Color blending will make the triangulation of each cell more complex. So let's isolate the code of triangulating a single part. As we have directions now, let's use those to identify the parts, instead of a numeric index.

	void Triangulate (HexCell cell) {
		for (HexDirection d = HexDirection.NE; d <= HexDirection.NW; d++) {
			Triangulate(d, cell);
		}
	}

	void Triangulate (HexDirection direction, HexCell cell) {
		Vector3 center = cell.transform.localPosition;
		AddTriangle(
			center,
			center + HexMetrics.corners[(int)direction],
			center + HexMetrics.corners[(int)direction + 1]
		);
		AddTriangleColor(cell.color);
	}

Now that we're using directions, it would be nice if we could fetch corners with directions, instead of having to convert to indices.

		AddTriangle(
			center,
			center + HexMetrics.GetFirstCorner(direction),
			center + HexMetrics.GetSecondCorner(direction)
		);

This requires the addition of two static methods to HexMetrics. As a bonus, this allows us to make the corners array private.

	static Vector3[] corners = {
		new Vector3(0f, 0f, outerRadius),
		new Vector3(innerRadius, 0f, 0.5f * outerRadius),
		new Vector3(innerRadius, 0f, -0.5f * outerRadius),
		new Vector3(0f, 0f, -outerRadius),
		new Vector3(-innerRadius, 0f, -0.5f * outerRadius),
		new Vector3(-innerRadius, 0f, 0.5f * outerRadius),
		new Vector3(0f, 0f, outerRadius)
	};

	public static Vector3 GetFirstCorner (HexDirection direction) {
		return corners[(int)direction];
	}

	public static Vector3 GetSecondCorner (HexDirection direction) {
		return corners[(int)direction + 1];
	}

Multiple Colors Per Triangle

Right now the HexMesh.AddTriangleColor method has a single color argument.
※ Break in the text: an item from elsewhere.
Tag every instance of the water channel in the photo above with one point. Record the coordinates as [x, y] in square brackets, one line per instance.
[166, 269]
This can only produce a triangle with a solid color. Let's add an alternative that supports a separate color for each vertex.

	void AddTriangleColor (Color c1, Color c2, Color c3) {
		colors.Add(c1);
		colors.Add(c2);
		colors.Add(c3);
	}

Now we can start blending colors! Begin by simply using the neighbor's color for the other two vertices.

	void Triangulate (HexDirection direction, HexCell cell) {
		Vector3 center = cell.transform.localPosition;
		AddTriangle(
			center,
			center + HexMetrics.GetFirstCorner(direction),
			center + HexMetrics.GetSecondCorner(direction)
		);
		HexCell neighbor = cell.GetNeighbor(direction);
		AddTriangleColor(cell.color, neighbor.color, neighbor.color);
	}

Unfortunately, this will produce a NullReferenceException because our border cells don't have six neighbors. What should we do when we lack a neighbor? Let's be pragmatic and use the cell itself as a substitute.

		HexCell neighbor = cell.GetNeighbor(direction) ?? cell;
Color blending, but incorrect.

Color Averaging

Color blending works, but our current results are obviously incorrect. The color at the edges of our hexagons should be the average of the two adjacent cells.

		HexCell neighbor = cell.GetNeighbor(direction) ?? cell;
		Color edgeColor = (cell.color + neighbor.color) * 0.5f;
		AddTriangleColor(cell.color, edgeColor, edgeColor);
Blending across edges.

While we are now blending across edges, we still get sharp color boundaries. This happens because each vertex of a hexagon is shared by three hexagons in total.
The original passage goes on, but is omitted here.